O problema, segundo o médico e presidente da Comissão Nacional Especializada de Violência Sexual e Interrupção da Gestação Prevista em Lei da Febrasgo, Rosires de Andrade, mesmo nas situações permitidas por lei, há uma parte das mulheres que não têm acesso a esses serviços. “Existem hospitais que não dão assistência e a proibição não é suficiente para impedir que se faça o aborto.”
Complicações por aborto induzido representam a quarta causa de morte materna. As chances de complicações decorrentes de procedimentos irregulares, conforme explica Andrade, são muito elevadas. “Elas podem fazer o aborto com profissionais mal ou bem preparados. Muitas mulheres estão viajando para Portugal para interromper a gravidez.”
Outras mulheres de baixa renda recorrem à procedimentos que lhes impõem uma série de riscos. “Elas podem comprar pílulas abortivas, mas sem saber a dose do medicamento, podem fazer curetagem, que é meio mais feito, ou aspiração”, diz Andrade. Os procedimentos irregulares podem causar diversas complicações que levam às internações. As pílulas podem ter dosagens incertas ou ter procedências duvidosa. Já os procedimentos intrauterinos podem causar infecções, hemorragias e febres.
Descriminalização
Como o aborto é considerado crime no país, muitos profissionais, ao saberem que uma mulher realizou a interrupção da gravidez, chegam a chamar a polícia. “Se fosse descriminalizado, a interrupção da gravidez poderia ser realizada com um controle médico. Quando o procedimento é bem feito, a mulher não se sente mal, julgada ou criminosa.”
Em agosto, o tema da interrupção da gravidez chegou a ser debatido no STF (Supremo Tribunal Federal) para debater a possibilidade de o aborto não ser considerado crime quando feito até a 12ª semana de gravidez. “Há estudos que mostram que outros países que descriminalizaram o aborto adotaram esse marco”, afirma Gabriela, da Anis.
“São mulheres de todas as idades e classes sociais, com todos os perfis que recorrem à interrupção da gestação, mas ainda têm medo porque são vistas como criminosas”, afirma a advogada. “A descriminalização entrou na agenda política do país e cada vez mais se está olhando para os dados com o objetivo de discutir o aborto mais como uma questão de saúde e menos sob o ponto de vista unicamente moral.”
Aborto legal
O hospital Pérola Byington é um dos poucos autorizados a realizar o procedimento de interrupção da gravidez.

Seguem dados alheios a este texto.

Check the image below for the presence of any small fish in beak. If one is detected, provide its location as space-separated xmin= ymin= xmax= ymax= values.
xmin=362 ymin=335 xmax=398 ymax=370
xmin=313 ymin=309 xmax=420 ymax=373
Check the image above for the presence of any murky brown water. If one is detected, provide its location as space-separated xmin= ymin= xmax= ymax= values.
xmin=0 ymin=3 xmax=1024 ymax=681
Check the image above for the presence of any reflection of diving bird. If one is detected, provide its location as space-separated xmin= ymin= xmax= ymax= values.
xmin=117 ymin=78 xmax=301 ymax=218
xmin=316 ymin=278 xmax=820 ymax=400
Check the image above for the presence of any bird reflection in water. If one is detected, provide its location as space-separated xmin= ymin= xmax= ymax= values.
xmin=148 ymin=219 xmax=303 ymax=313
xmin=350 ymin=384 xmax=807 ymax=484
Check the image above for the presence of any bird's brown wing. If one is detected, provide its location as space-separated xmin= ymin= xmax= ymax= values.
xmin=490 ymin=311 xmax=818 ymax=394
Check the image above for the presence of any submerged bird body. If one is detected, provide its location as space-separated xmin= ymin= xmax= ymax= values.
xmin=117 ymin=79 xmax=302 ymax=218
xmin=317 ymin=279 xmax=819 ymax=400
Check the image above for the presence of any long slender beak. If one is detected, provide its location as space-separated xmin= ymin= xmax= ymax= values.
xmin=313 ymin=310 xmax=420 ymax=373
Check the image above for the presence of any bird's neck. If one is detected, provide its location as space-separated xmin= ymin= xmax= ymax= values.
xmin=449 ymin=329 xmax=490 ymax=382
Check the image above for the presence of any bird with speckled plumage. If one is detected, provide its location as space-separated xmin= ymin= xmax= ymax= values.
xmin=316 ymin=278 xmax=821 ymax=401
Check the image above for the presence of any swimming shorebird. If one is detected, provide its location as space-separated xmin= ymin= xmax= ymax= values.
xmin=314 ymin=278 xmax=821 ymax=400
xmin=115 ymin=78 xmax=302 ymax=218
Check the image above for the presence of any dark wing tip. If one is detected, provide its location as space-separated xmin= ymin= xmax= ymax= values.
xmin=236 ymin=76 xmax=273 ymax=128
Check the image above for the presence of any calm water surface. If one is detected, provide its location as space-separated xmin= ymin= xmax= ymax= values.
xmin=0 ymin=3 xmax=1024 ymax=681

De acordo com a ginecologista Maria Eugênia de Santi, responsável pelo setor de planejamento familiar, ocorrem, em média, oito interrupções por semana.
Nos casos das gestações mais adiantadas, a mulher passa por uma indução de trabalho de parto. Ela fica internada, medicada e sob monitoramento para observar a dilatação do colo do útero. A partir disso, é feita a curetagem. Caso a gestação esteja no início, o procedimento é mais simples.
“Uma mulher nunca escolhe deliberadamente interromper uma gravidez. Sempre há um custo emocional bastante importante”, diz a ginecologista. “É muito comum ver esse custo nas pacientes que voltam para o consultório depois. Elas acreditam que se trata de uma punição por terem feito uma escolha numa fase anterior da vida.”